You need to correct the palette of the flicster storyboard before you paste you rendered pics over it. The first and last rows in the palette of a flicster sb are used for civ colors, transparency and shadows. So if your unit is rendered with some colors that are in these slots the palette gets messed up.

The following I wrote at the CDG about it (ignore the parts you already know ;)):

Finally the Civ-colors. First in your 3d software create a material for the civ color, pure red or blue is recommended, but theoretically any other color is possible. It depends a bit from what is already in use on your plane - if the pane has to be blue in Civ (like those US WWII Navy fighters) you cannot use blue as civ color. Basically, the civ color should be used only as civ color. So on a blue plane make some parts red for this purpose. To get the civ colors displayed correctly needs however a bit more work:

First, you need a Flicster 8bit storyboard. The easiest way is to load a Firaxis plane into Flicster, then save it as PCX storyboard with the needed size and frame number (same as your 24bit storyboard generated by SBB has). Now load that 8bit PCX storyboard pic into an image processing software like Photoshop or PSP and open its palette. Please see now the attached pic, it shows a palette in Photoshop from the storyboard of my SeaHarrier.

The color row at the bottom is in red tones - this is the civcolor (please note that in some gfx software this row appears as first, not as last). You see that nowhere else in the pallette there are red tones - this would cause trouble. So if you used red as civ color while rendering, but red is not the civ color in your 8bit storyboard, edited the palette so that you have your red tones in the last row, and nowhere else (Photoshop lets you create automatically several color tones row if you define a start end color as dark and light red).

The upper row is in magenta tones, the first (or, in other case tha last) color is the background color. Since we defined the ground as pure magenta it should also be magenta here. This color will be transparent in the game. The other, darker magenta tones in that row are needed for the shadow. Again, if your 8bit storyboard looks different, edited the palette to have the magenta row.

Aside from civ-color and bg/shadows, I named the first and last four rows "critical slots". This means they are not only used for shadows, but also for various other effects, so it means that these 8 rows should not contain any colors that should be seen unchanged on the plane in the game. Means if your plane should have a green-brown camo pattern, all green and brown tones should not be in the first 4, or in the last four rows. If they are, edit the palette, if it is done, save the entire PCX storyboard, now with corrected palette.
(Please note: if you cannot create most of those tones automatically like in Photoshop, palette editing can be a real pain. In that case you could try to use the palette from one of Firaxis units, eg. when you save the Firaxis bomber as Flicster 8bit PCX storyboard, you get a palette for a plane in dark green camo. However, you probably would have still to adjust civ color and shadow colors).

So, finally you have one 8bit PCX storyboard with your own palette, and a series of BMP 24 bit pics for each direction, and each anim. Now use SBB to generate a 24bit BMP storyboard by SBB frome your series of single pics.

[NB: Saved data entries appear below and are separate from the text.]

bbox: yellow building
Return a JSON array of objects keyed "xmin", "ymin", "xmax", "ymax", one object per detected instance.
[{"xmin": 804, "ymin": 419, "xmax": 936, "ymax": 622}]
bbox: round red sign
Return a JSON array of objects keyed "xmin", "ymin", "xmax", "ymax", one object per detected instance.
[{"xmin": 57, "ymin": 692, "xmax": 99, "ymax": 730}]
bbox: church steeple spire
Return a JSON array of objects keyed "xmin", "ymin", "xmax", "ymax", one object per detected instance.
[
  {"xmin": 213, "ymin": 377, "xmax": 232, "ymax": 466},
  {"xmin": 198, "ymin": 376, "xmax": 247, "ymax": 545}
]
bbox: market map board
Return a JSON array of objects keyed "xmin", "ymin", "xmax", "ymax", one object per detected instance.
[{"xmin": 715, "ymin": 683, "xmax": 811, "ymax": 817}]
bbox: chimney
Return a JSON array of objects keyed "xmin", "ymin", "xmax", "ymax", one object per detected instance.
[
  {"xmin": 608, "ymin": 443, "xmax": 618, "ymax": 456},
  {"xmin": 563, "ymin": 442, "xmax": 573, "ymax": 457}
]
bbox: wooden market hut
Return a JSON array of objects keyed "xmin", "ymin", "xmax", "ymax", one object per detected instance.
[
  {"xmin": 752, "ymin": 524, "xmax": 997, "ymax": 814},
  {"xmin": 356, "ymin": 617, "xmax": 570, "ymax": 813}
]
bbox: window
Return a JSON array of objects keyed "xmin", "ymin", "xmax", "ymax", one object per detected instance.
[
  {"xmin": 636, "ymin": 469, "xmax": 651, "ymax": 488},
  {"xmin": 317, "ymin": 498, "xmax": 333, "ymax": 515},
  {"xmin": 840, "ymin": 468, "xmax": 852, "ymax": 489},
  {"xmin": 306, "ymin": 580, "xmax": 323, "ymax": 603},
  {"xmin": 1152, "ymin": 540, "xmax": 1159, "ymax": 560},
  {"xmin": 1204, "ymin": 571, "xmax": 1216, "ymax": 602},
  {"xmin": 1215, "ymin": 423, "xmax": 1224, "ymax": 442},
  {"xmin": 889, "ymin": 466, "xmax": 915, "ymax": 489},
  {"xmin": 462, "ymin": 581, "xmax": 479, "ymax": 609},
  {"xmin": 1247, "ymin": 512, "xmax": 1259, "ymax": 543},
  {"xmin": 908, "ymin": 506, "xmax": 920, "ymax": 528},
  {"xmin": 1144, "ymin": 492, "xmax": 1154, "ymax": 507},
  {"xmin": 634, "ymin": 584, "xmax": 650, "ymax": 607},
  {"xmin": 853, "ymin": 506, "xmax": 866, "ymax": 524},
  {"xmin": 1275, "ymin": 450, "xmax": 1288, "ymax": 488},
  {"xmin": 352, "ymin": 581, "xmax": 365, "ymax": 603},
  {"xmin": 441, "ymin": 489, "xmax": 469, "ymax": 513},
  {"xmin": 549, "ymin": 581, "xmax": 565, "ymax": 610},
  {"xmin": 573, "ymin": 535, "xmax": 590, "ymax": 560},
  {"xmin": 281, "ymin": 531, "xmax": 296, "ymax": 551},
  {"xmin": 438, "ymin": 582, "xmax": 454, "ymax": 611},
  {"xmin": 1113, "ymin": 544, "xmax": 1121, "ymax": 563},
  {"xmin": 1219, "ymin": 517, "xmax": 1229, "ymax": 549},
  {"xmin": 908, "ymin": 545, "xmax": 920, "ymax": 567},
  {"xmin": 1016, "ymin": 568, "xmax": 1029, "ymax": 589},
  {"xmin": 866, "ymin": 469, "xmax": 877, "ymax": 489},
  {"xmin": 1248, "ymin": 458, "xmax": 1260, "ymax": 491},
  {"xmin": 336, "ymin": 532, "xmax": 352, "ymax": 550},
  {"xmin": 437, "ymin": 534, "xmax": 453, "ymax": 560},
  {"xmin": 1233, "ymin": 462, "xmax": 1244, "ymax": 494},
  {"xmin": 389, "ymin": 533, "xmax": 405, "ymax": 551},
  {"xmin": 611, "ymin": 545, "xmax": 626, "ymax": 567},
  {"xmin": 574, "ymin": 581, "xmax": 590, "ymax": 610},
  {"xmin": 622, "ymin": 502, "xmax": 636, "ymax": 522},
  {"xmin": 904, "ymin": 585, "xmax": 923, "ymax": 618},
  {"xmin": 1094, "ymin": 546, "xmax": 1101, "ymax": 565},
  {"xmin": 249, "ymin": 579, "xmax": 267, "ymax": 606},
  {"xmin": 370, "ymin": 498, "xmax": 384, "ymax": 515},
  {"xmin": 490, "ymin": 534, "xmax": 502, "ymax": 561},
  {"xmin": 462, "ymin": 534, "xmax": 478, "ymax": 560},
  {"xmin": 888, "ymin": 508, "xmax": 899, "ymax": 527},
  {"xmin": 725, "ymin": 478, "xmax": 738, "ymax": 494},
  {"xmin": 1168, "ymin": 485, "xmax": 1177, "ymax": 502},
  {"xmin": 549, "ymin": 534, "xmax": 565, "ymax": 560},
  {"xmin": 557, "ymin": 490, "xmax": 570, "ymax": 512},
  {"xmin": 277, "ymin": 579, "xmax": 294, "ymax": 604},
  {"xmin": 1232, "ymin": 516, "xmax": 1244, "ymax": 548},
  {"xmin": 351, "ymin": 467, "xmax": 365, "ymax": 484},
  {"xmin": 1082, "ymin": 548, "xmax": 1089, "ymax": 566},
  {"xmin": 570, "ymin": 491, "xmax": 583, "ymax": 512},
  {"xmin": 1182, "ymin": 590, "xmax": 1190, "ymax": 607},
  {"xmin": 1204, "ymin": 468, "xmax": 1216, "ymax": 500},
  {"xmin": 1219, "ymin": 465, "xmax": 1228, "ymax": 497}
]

Load the storyboard into you image software, copy it, and paste it over the 8bit PCX storyboard you created (turn any special color reduction algorythms which may create dithered or grainy pics off, if possible). Since you corrected the palette before, the 24bit pic should adapt the colors of the 8bit PCX storyboard easily. Now save this again, and load it into Flicster to test how it looks - if all looks good (including transparency and civ colors), save it as Flc unit anim.